Abstract

The ad hoc retrieval task aims at ranking relevant documents to a user query such that the most relevant documents are ranked higher compared to less relevant ones. Given the performance of the ad hoc retrieval task can vary across a range of queries, researchers have extensively explored the interrelated task of query performance prediction, which aims at estimating the quality of the search results for a user query without having access to relevance judgments. Traditionally and to-date, the two tasks have been explored as separate tasks where ad hoc retrieval and query performance prediction have been performed in isolation.

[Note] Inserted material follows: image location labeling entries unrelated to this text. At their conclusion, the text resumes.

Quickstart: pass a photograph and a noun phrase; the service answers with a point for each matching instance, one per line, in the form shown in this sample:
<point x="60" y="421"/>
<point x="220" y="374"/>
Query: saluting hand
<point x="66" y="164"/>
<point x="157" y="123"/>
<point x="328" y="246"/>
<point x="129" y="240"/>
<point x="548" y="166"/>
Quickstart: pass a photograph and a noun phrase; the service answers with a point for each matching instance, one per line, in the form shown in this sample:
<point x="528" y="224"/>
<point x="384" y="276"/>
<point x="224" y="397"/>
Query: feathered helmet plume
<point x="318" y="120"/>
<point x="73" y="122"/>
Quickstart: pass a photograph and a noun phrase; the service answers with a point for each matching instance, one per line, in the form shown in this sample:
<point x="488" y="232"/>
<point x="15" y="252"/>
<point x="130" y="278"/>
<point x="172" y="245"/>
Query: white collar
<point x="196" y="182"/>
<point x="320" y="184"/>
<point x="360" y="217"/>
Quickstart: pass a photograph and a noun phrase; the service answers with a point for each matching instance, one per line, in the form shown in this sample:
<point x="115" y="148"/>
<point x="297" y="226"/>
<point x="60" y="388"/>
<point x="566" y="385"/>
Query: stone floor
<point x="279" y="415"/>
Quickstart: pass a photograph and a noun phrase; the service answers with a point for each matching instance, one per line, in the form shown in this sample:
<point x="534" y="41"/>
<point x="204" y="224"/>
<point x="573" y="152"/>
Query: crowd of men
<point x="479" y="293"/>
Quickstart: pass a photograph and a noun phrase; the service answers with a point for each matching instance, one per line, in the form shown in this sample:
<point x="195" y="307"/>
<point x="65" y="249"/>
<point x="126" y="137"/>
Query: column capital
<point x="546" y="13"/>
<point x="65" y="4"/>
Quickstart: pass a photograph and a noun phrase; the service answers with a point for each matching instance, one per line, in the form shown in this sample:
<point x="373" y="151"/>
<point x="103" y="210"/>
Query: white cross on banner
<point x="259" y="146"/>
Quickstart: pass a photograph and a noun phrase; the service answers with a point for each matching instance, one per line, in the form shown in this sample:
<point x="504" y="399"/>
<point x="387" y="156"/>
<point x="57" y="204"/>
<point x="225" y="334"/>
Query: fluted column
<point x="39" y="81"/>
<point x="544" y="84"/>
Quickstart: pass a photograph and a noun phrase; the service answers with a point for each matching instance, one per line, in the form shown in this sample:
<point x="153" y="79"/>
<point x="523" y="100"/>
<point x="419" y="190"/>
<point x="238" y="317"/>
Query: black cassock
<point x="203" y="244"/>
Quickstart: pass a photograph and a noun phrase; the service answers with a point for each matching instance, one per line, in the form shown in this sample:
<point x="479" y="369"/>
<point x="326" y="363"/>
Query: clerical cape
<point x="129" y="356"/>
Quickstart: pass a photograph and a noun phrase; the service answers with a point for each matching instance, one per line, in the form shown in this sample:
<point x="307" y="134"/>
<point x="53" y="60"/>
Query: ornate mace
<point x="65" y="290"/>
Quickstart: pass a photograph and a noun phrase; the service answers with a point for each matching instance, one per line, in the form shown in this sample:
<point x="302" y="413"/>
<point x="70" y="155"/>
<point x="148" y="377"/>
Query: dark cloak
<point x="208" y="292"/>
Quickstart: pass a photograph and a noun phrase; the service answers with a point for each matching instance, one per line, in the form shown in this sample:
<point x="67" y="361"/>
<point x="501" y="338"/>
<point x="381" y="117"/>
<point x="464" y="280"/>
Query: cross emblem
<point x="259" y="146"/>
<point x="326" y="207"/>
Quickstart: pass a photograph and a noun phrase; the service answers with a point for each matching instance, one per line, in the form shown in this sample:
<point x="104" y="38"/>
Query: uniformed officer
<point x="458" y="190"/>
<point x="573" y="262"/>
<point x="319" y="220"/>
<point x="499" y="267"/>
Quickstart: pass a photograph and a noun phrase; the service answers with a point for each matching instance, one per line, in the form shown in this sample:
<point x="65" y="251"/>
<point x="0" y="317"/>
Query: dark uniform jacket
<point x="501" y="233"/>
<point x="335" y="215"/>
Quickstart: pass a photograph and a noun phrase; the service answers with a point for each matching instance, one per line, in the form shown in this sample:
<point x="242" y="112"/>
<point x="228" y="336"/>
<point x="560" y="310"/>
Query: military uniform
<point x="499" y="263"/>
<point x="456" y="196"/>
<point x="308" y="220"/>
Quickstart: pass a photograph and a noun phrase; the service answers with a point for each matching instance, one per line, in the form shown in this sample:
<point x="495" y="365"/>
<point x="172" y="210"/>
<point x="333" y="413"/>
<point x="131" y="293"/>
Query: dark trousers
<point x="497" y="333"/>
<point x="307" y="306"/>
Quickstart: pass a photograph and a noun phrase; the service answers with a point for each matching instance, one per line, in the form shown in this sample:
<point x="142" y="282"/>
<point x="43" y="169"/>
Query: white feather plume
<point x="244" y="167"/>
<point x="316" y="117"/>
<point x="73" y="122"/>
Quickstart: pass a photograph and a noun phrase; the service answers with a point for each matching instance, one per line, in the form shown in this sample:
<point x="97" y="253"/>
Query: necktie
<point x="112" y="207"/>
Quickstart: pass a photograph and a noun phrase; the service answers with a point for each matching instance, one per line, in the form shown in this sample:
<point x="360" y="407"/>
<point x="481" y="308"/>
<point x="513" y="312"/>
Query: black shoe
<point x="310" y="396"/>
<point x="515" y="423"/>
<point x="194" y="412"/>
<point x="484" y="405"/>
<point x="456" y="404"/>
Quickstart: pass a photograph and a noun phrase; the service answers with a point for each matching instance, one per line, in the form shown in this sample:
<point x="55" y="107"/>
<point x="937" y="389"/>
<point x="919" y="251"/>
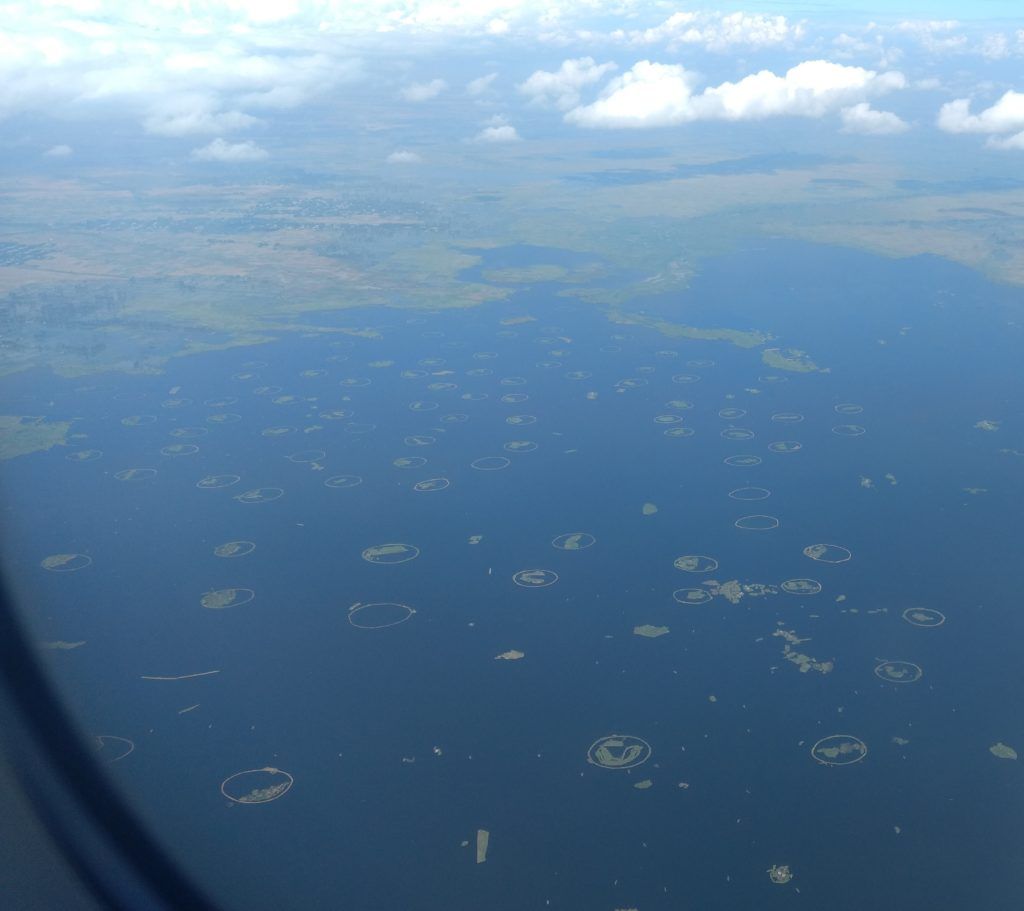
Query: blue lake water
<point x="403" y="741"/>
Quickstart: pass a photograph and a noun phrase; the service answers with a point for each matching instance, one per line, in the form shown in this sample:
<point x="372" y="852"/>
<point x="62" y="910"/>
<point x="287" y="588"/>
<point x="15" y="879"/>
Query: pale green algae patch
<point x="22" y="435"/>
<point x="740" y="338"/>
<point x="1001" y="751"/>
<point x="791" y="359"/>
<point x="649" y="631"/>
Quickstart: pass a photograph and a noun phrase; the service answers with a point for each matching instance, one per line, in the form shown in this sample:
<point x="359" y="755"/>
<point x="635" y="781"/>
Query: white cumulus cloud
<point x="663" y="94"/>
<point x="718" y="32"/>
<point x="561" y="88"/>
<point x="864" y="119"/>
<point x="498" y="129"/>
<point x="220" y="150"/>
<point x="188" y="115"/>
<point x="1003" y="118"/>
<point x="424" y="91"/>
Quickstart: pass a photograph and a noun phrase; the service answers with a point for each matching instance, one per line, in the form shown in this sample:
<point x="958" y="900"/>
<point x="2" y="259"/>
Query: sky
<point x="216" y="80"/>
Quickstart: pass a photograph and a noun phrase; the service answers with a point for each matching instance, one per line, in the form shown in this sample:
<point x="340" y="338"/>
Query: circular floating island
<point x="736" y="433"/>
<point x="535" y="578"/>
<point x="801" y="587"/>
<point x="340" y="482"/>
<point x="576" y="540"/>
<point x="223" y="598"/>
<point x="491" y="463"/>
<point x="898" y="671"/>
<point x="695" y="563"/>
<point x="235" y="549"/>
<point x="379" y="615"/>
<point x="432" y="484"/>
<point x="256" y="785"/>
<point x="214" y="482"/>
<point x="827" y="553"/>
<point x="924" y="616"/>
<point x="839" y="749"/>
<point x="617" y="751"/>
<point x="418" y="439"/>
<point x="135" y="474"/>
<point x="110" y="747"/>
<point x="390" y="553"/>
<point x="410" y="462"/>
<point x="260" y="494"/>
<point x="692" y="596"/>
<point x="779" y="873"/>
<point x="757" y="523"/>
<point x="66" y="562"/>
<point x="750" y="493"/>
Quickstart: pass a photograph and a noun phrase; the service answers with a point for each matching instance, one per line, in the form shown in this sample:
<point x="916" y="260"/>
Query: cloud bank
<point x="221" y="150"/>
<point x="664" y="94"/>
<point x="1003" y="122"/>
<point x="561" y="88"/>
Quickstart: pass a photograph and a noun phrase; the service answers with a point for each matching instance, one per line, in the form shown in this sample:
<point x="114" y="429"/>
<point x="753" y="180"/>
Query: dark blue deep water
<point x="403" y="741"/>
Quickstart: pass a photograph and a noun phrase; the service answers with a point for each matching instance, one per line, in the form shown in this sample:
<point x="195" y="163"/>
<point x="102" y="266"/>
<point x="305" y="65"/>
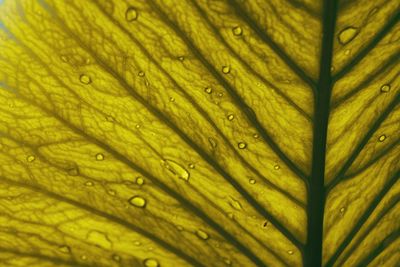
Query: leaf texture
<point x="199" y="133"/>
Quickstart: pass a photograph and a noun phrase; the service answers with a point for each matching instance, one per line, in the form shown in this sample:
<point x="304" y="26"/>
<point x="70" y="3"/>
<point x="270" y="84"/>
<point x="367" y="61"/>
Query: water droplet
<point x="110" y="118"/>
<point x="242" y="145"/>
<point x="137" y="201"/>
<point x="203" y="235"/>
<point x="176" y="169"/>
<point x="131" y="14"/>
<point x="347" y="34"/>
<point x="89" y="183"/>
<point x="64" y="249"/>
<point x="73" y="171"/>
<point x="208" y="90"/>
<point x="212" y="142"/>
<point x="151" y="263"/>
<point x="64" y="58"/>
<point x="227" y="261"/>
<point x="139" y="180"/>
<point x="235" y="204"/>
<point x="111" y="192"/>
<point x="85" y="79"/>
<point x="237" y="31"/>
<point x="385" y="88"/>
<point x="30" y="158"/>
<point x="226" y="69"/>
<point x="99" y="157"/>
<point x="382" y="138"/>
<point x="116" y="258"/>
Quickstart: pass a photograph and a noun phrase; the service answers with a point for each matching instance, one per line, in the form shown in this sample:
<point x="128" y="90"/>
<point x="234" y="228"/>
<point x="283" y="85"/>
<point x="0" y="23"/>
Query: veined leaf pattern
<point x="199" y="133"/>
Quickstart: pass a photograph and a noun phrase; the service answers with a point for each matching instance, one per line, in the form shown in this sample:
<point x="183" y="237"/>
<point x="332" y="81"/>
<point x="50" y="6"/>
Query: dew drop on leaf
<point x="85" y="79"/>
<point x="99" y="157"/>
<point x="385" y="88"/>
<point x="176" y="169"/>
<point x="89" y="183"/>
<point x="64" y="249"/>
<point x="139" y="180"/>
<point x="137" y="201"/>
<point x="203" y="235"/>
<point x="131" y="14"/>
<point x="117" y="258"/>
<point x="347" y="34"/>
<point x="151" y="263"/>
<point x="30" y="158"/>
<point x="226" y="69"/>
<point x="242" y="145"/>
<point x="212" y="142"/>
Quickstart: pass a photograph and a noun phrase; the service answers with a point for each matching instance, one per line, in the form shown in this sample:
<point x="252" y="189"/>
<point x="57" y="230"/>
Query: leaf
<point x="199" y="133"/>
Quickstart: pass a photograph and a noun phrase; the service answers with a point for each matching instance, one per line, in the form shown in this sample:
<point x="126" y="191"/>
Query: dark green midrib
<point x="316" y="191"/>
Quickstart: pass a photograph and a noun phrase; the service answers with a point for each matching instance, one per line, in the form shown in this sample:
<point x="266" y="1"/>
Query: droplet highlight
<point x="176" y="169"/>
<point x="131" y="14"/>
<point x="226" y="69"/>
<point x="385" y="88"/>
<point x="242" y="145"/>
<point x="137" y="201"/>
<point x="151" y="263"/>
<point x="237" y="31"/>
<point x="85" y="79"/>
<point x="347" y="35"/>
<point x="139" y="181"/>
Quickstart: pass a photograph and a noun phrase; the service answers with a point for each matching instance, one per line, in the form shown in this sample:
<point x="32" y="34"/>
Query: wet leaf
<point x="199" y="133"/>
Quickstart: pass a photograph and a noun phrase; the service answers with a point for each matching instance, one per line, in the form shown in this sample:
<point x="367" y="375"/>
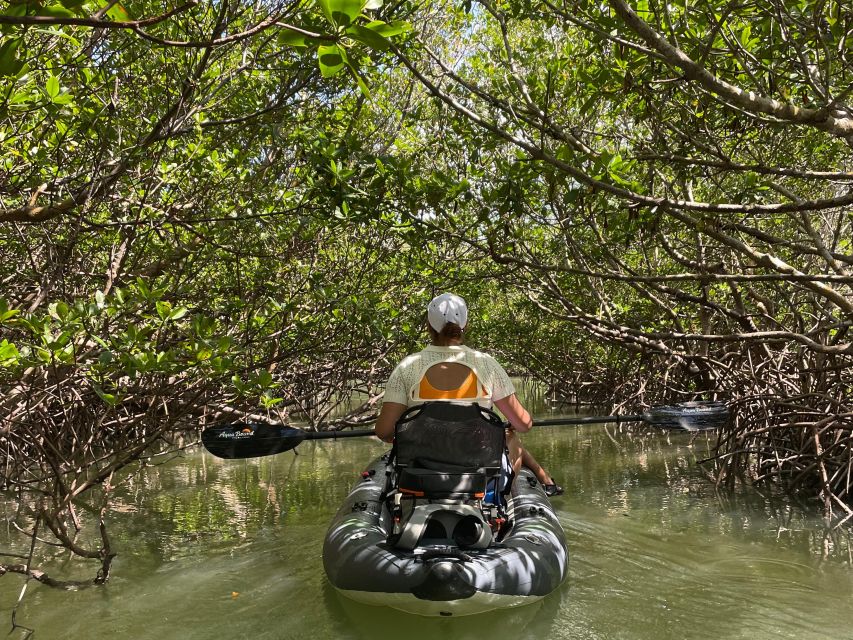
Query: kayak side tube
<point x="529" y="562"/>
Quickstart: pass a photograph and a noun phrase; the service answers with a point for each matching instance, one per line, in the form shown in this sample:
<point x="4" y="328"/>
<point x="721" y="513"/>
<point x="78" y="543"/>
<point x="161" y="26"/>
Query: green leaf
<point x="116" y="12"/>
<point x="8" y="353"/>
<point x="341" y="13"/>
<point x="290" y="38"/>
<point x="331" y="58"/>
<point x="369" y="37"/>
<point x="52" y="87"/>
<point x="388" y="29"/>
<point x="55" y="11"/>
<point x="164" y="310"/>
<point x="9" y="63"/>
<point x="109" y="398"/>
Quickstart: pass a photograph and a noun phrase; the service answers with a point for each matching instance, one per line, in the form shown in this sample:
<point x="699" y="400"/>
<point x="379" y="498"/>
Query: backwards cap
<point x="447" y="308"/>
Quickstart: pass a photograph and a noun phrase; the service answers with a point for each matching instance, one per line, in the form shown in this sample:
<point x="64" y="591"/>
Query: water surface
<point x="232" y="549"/>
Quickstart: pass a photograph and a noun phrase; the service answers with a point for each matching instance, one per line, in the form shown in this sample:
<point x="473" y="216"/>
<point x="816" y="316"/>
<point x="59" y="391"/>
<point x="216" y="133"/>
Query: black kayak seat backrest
<point x="448" y="447"/>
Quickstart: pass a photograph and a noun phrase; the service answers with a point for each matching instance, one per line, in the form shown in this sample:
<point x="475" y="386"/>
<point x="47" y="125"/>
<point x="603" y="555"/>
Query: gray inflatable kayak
<point x="435" y="576"/>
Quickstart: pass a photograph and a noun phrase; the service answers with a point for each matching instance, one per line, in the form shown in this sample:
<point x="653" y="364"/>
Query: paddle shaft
<point x="242" y="440"/>
<point x="553" y="422"/>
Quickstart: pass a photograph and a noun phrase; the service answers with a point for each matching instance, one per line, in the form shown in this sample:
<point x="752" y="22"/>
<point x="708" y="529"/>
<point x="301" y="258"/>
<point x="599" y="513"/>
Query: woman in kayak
<point x="448" y="370"/>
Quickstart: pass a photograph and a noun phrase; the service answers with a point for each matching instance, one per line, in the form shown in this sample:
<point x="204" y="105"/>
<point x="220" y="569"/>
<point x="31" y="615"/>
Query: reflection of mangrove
<point x="661" y="474"/>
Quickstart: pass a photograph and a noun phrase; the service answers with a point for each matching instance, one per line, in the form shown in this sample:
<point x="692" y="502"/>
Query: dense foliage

In this paper, we propose to learn joint tasks that would perform ad hoc retrieval and at the same time predict the quality of the produced rankings. More specifically, we propose a multi-task learning approach, called Multi-task Query Performance Prediction Framework (M-QPPF), which learns document ranking and query performance prediction tasks simultaneously. In M-QPPF, we adopt a shared BERT layer, which is fine-tuned to learn representations for query-document pairs in the embedding space such that the representations effectively encode the cross-interaction between the query and documents. In addition, we include additional yet separate layers to capture task-specific characteristics. We perform comprehensive experiments against state-of-the-art methods in the query performance prediction and ranking tasks over large-scale datasets including the MS MARCO and TREC DL datasets. The improvements measure up to 18.8% on MS MARCO dataset with a Pearson correlation of 0.604, which is superior to the performance of any state-of-the-art baseline in the query performance prediction task.